Queda em árvore e demora no atendimento levam à tragédia
Um menino de 7 anos faleceu na Unidade de Pronto Atendimento (UPA) de Iguaba Grande, na Região dos Lagos do Rio de Janeiro, após uma queda de árvore. A mãe denuncia negligência médica, alegando que o filho não recebeu o atendimento adequado em unidades de saúde da região, mesmo após apresentar dores persistentes e piora no quadro clínico. A família relata que o foco inicial do atendimento foi apenas no braço da criança, sem a investigação de outras possíveis lesões.
Sinais de alerta ignorados e evolução do quadro
Segundo o relato da mãe, o menino continuou sentindo dores e procurou atendimento médico em diversas unidades de saúde, incluindo São Pedro da Aldeia. Em todas as ocasiões, a família alega que a conduta médica se concentrou na região do braço, sem identificar a gravidade do quadro geral. A situação se agravou quando a criança começou a apresentar falta de ar, o que motivou a solicitação de uma tomografia na UPA de Iguaba Grande. O exame foi realizado no Hospital Estadual Roberto Chabo (HERC), em Araruama, mas, ao retornar à UPA, o menino foi encaminhado para a sala vermelha, onde não resistiu e veio a óbito.
Prefeitura investiga os atendimentos prestados
A Prefeitura de Iguaba Grande informou que o primeiro atendimento ocorreu no dia 8 de abril, logo após a queda. Na ocasião, um raio-x do braço foi realizado, não indicando fraturas, e o paciente foi liberado. No dia 12 de abril, o menino retornou à unidade com queixas de fraqueza, náuseas e febre. Novos exames apontaram alterações pulmonares, levando à solicitação de urgência de uma tomografia e avaliação em Araruama. A Secretaria Municipal de Saúde declarou que abriu uma sindicância para apurar os atendimentos prestados e entender as circunstâncias que levaram à morte da criança.

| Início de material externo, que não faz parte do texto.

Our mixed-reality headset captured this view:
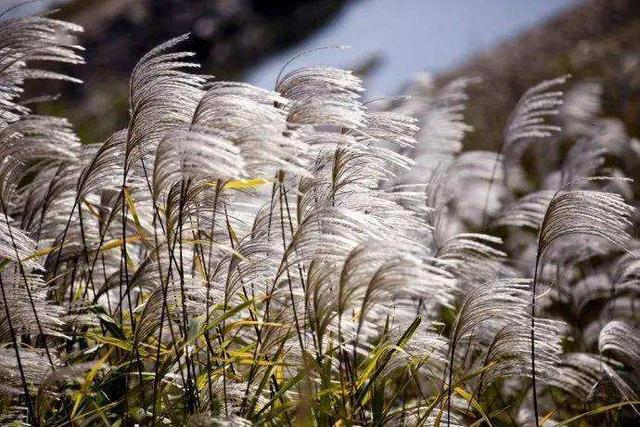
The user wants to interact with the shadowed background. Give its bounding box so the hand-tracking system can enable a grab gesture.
[8,0,640,148]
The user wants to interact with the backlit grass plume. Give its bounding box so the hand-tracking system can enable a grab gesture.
[0,18,640,426]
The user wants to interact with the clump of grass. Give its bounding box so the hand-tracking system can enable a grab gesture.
[0,18,640,425]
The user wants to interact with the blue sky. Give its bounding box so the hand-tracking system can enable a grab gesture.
[246,0,576,97]
[5,0,578,98]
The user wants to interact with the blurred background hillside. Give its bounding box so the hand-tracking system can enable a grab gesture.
[6,0,640,148]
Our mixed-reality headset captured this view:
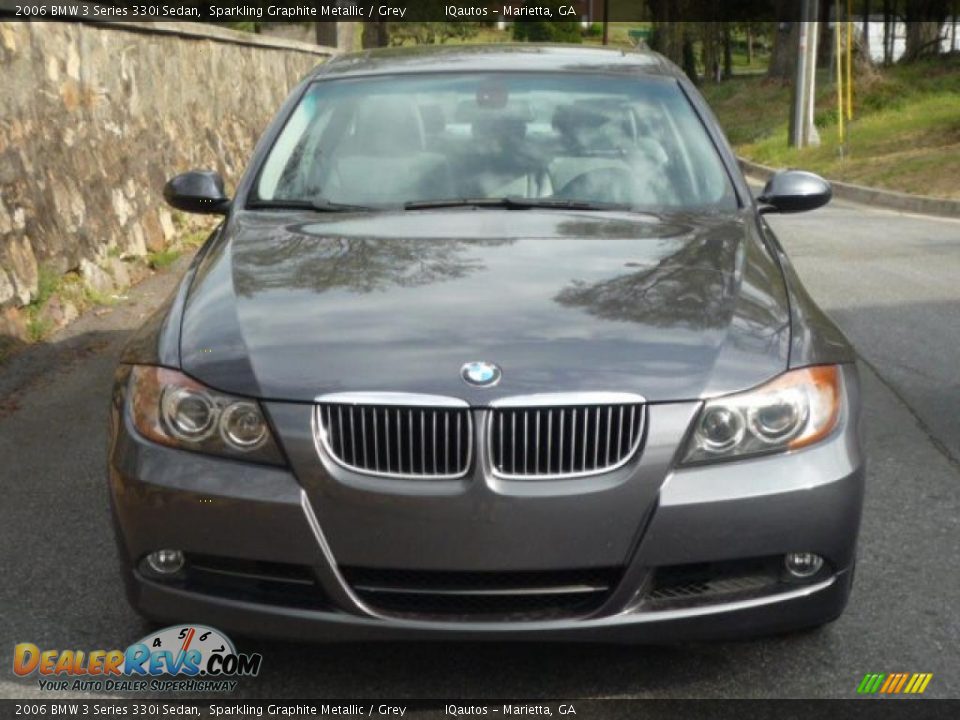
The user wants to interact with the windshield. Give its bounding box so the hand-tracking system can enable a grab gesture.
[254,73,737,212]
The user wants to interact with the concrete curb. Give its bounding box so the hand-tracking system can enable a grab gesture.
[737,157,960,218]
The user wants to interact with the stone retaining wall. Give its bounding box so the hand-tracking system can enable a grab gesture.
[0,22,333,335]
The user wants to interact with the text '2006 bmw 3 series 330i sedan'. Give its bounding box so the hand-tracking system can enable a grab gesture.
[109,46,864,643]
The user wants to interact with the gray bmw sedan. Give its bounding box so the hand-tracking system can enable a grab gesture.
[108,46,864,642]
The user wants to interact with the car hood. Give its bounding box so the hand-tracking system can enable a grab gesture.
[181,209,790,405]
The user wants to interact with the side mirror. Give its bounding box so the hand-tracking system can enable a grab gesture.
[163,170,230,215]
[757,170,833,213]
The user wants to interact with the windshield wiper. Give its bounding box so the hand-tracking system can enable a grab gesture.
[403,197,632,210]
[250,198,383,212]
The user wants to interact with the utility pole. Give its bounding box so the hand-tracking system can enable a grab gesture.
[790,0,820,148]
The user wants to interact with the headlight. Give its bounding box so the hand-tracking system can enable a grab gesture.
[129,365,284,465]
[683,365,843,463]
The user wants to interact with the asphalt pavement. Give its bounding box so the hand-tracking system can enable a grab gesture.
[0,197,960,699]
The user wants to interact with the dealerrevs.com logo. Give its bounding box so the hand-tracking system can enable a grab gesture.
[13,625,263,692]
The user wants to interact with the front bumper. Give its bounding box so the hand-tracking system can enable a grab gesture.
[109,368,864,643]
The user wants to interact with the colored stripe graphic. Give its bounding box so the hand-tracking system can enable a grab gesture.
[857,673,886,695]
[857,673,933,695]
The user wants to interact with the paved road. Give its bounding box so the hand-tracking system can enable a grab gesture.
[0,197,960,698]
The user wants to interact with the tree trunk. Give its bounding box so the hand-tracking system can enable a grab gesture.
[863,0,870,58]
[902,21,940,61]
[363,21,390,48]
[883,0,893,65]
[313,22,337,47]
[817,0,832,68]
[767,22,800,81]
[337,22,359,52]
[683,28,700,85]
[723,23,733,79]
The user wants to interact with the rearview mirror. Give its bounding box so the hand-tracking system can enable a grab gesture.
[757,170,833,213]
[163,170,230,215]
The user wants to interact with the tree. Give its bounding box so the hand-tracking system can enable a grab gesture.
[390,22,480,45]
[513,20,583,43]
[313,22,337,47]
[363,20,390,48]
[767,22,800,81]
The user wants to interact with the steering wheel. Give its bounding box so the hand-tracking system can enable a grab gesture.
[554,167,636,204]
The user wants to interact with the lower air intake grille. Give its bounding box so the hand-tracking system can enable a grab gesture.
[341,567,621,622]
[317,403,472,479]
[489,404,644,478]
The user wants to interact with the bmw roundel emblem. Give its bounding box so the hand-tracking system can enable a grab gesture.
[460,362,501,387]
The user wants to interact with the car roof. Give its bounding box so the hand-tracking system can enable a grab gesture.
[313,43,679,79]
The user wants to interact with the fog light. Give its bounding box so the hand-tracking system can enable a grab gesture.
[783,553,823,578]
[147,550,183,575]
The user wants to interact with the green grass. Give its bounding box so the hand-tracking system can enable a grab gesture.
[703,56,960,198]
[147,248,181,270]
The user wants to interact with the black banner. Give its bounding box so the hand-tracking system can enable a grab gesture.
[0,698,960,720]
[0,0,926,23]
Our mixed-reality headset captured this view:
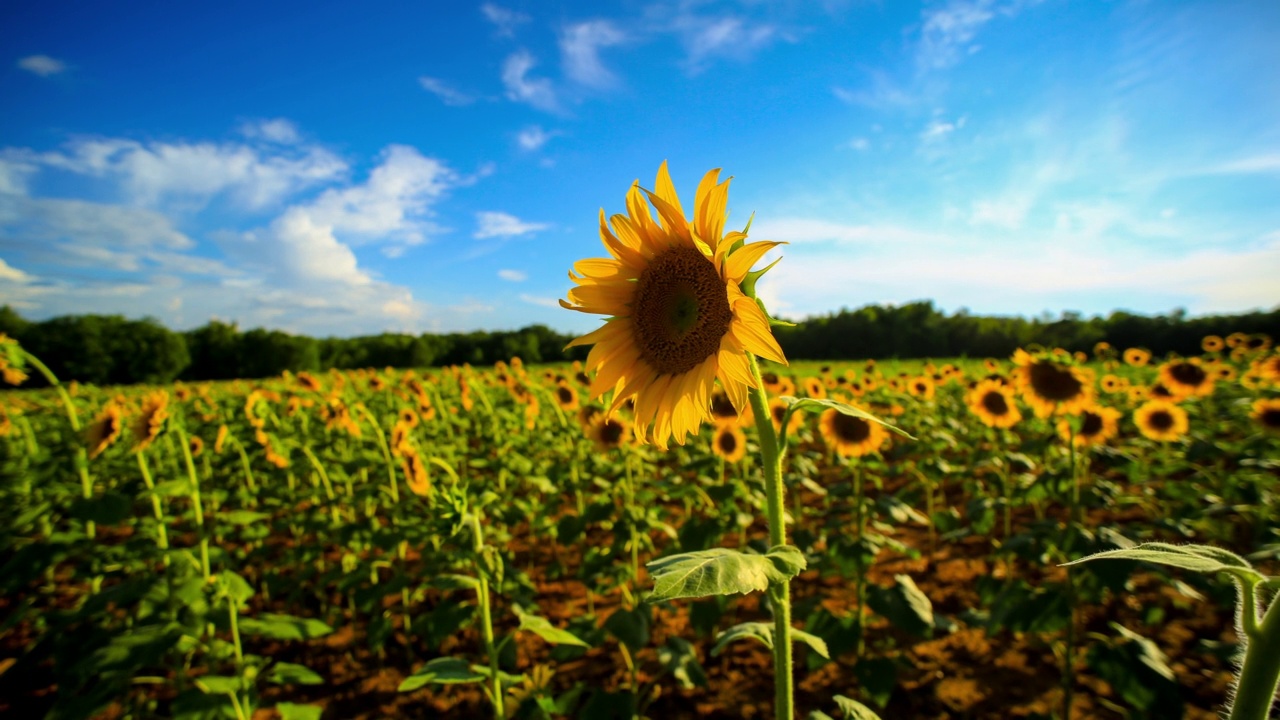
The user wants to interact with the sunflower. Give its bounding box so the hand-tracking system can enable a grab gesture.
[84,402,124,460]
[906,375,937,400]
[712,388,751,425]
[769,397,804,434]
[133,389,169,451]
[586,411,630,452]
[1160,357,1213,397]
[1057,405,1120,447]
[1133,400,1190,441]
[1124,347,1151,368]
[1014,348,1093,418]
[561,161,786,448]
[712,425,746,462]
[965,380,1023,428]
[801,378,827,400]
[1249,398,1280,434]
[818,407,888,457]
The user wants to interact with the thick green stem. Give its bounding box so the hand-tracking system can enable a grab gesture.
[746,352,795,720]
[1229,593,1280,720]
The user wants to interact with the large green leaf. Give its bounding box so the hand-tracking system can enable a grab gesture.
[1065,542,1266,584]
[645,546,805,600]
[397,657,485,693]
[516,609,591,647]
[782,395,915,439]
[712,623,831,660]
[239,612,333,641]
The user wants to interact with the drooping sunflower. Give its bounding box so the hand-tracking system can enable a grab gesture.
[561,161,786,448]
[1124,347,1151,368]
[1158,357,1213,397]
[1249,398,1280,434]
[84,402,124,460]
[133,389,169,451]
[1057,405,1120,447]
[712,425,746,462]
[1133,400,1190,441]
[965,379,1023,428]
[1012,348,1093,418]
[818,407,888,457]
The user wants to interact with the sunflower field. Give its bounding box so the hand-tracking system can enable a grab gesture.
[0,327,1280,719]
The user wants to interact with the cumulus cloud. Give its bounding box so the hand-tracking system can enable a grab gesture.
[471,211,550,240]
[417,76,476,108]
[18,55,67,77]
[480,3,529,37]
[559,20,626,88]
[502,50,561,113]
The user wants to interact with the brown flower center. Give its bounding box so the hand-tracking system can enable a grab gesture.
[1030,361,1084,402]
[631,246,733,375]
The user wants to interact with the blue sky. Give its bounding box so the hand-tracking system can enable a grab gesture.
[0,0,1280,336]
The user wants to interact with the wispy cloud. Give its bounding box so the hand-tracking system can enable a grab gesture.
[480,3,529,37]
[417,76,476,108]
[18,55,67,77]
[502,50,561,113]
[559,20,626,88]
[471,211,550,240]
[516,126,559,151]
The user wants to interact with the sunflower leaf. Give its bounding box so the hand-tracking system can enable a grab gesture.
[645,546,806,600]
[1064,542,1266,584]
[782,395,915,439]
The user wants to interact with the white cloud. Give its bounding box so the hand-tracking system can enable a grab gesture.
[559,20,626,88]
[520,292,559,307]
[18,55,67,77]
[502,50,559,113]
[480,3,529,37]
[241,118,302,145]
[516,126,559,151]
[40,134,347,209]
[417,76,476,108]
[471,211,550,240]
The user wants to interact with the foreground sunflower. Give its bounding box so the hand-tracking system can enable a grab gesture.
[561,161,786,450]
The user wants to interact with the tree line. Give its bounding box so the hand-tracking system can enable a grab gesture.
[0,301,1280,386]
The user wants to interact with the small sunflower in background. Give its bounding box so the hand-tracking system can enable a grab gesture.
[965,380,1023,428]
[712,425,746,462]
[561,161,786,450]
[84,402,124,460]
[1249,398,1280,434]
[133,389,169,451]
[1124,347,1151,368]
[1012,348,1093,418]
[1158,357,1213,397]
[1057,405,1120,447]
[1133,400,1190,442]
[818,407,888,457]
[906,375,938,400]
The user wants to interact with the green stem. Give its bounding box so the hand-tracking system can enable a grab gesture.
[1229,588,1280,720]
[746,352,795,720]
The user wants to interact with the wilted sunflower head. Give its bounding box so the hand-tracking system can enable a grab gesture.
[561,163,786,448]
[1133,400,1190,442]
[965,379,1023,428]
[1014,350,1093,418]
[1249,398,1280,434]
[712,425,746,462]
[818,407,888,457]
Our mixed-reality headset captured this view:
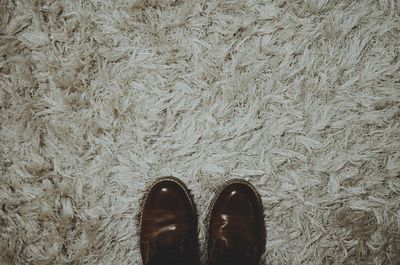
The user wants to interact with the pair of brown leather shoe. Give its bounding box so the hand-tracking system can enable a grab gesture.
[140,177,266,265]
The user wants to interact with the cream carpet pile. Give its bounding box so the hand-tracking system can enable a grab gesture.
[0,0,400,265]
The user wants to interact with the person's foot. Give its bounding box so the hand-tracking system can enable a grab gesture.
[140,177,198,265]
[208,180,266,265]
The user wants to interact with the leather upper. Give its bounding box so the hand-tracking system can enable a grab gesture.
[208,180,266,265]
[140,178,198,265]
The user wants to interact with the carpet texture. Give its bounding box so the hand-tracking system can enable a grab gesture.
[0,0,400,265]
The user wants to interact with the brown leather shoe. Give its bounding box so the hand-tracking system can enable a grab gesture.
[208,180,266,265]
[140,177,198,265]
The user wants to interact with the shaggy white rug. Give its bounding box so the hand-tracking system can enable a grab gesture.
[0,0,400,265]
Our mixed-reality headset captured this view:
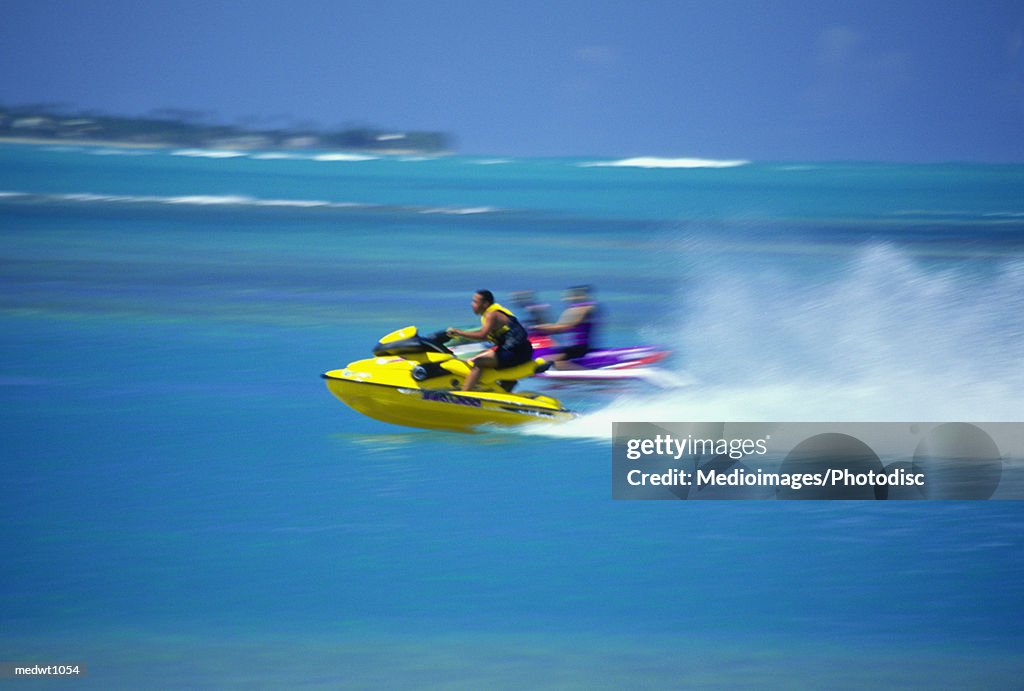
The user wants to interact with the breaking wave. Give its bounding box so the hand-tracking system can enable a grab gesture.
[580,156,751,168]
[527,245,1024,439]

Contestação da causa da morte e desdobramentos
A mãe contesta a hipótese inicial de pneumonia, que chegou a ser apresentada a ela, pois o filho não apresentava sintomas típicos da doença. A família aguarda o resultado da sindicância para esclarecer as responsabilidades sobre a morte do menino. A Secretaria Estadual de Saúde do Rio de Janeiro foi contatada, mas não retornou até a publicação desta reportagem.